Modern labs are able to remix and rewarm the fluid sample before to get analyzed, however these activities introduce additional uncertainties to the analysis itself.
Considering what we know today, this type of sampling is outdated. Instrumentation can do the analysis online, in real time and in an accurate way.
There are numerous technologies capable of analyzing gases, liquids, measuring salinity, temperature and pressure, flow (both multi-phase and single-phase) - and then there are the water cut meters monitoring water in hydrocarbons.
Water is definitely the most critical element in the fluid and typically the one to be monitored.
When measuring water in the various steps of the production and processing line, you reduce its impact and its variability, because you control the outcome in each step.

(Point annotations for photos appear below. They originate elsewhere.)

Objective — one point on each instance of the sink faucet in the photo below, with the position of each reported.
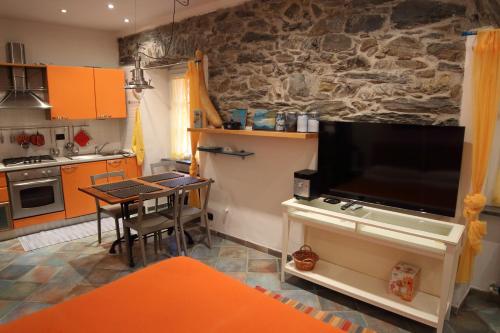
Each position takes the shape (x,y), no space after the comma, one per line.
(99,149)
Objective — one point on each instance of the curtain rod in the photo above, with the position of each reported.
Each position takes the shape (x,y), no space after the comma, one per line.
(469,33)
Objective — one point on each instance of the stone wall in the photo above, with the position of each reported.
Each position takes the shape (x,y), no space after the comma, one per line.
(364,60)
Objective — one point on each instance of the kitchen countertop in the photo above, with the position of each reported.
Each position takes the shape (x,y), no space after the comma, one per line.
(60,160)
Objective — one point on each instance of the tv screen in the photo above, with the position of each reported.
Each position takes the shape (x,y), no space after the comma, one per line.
(407,166)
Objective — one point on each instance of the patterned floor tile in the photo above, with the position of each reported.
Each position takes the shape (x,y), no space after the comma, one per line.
(231,265)
(24,309)
(201,251)
(14,272)
(79,290)
(40,274)
(50,293)
(237,252)
(303,296)
(269,281)
(293,282)
(100,276)
(7,306)
(263,265)
(240,276)
(18,290)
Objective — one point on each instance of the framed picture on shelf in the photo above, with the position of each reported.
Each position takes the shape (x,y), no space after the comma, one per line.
(239,115)
(264,120)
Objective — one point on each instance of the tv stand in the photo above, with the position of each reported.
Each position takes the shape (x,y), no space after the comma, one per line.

With the ongoing digital revolution with its wide range of instruments available, the operator has one major task – selecting the best instruments for the application. This is done in the engineering phase, and by utilizing the right instruments you will receive a lot of powerful information, accurate, in real time, in a continuous way, 24/7.
You avoid the uncertainty of sampling, as well as its cost and safety risk. From a cost and efficiency point of view in fact, it’s a no-brainer, in particular considering that the transportation and lab costs will continue to go up, while the instrumentation cost is going down.
Looking into the future, you should reduce the need of sampling to only limited extreme / critical cases.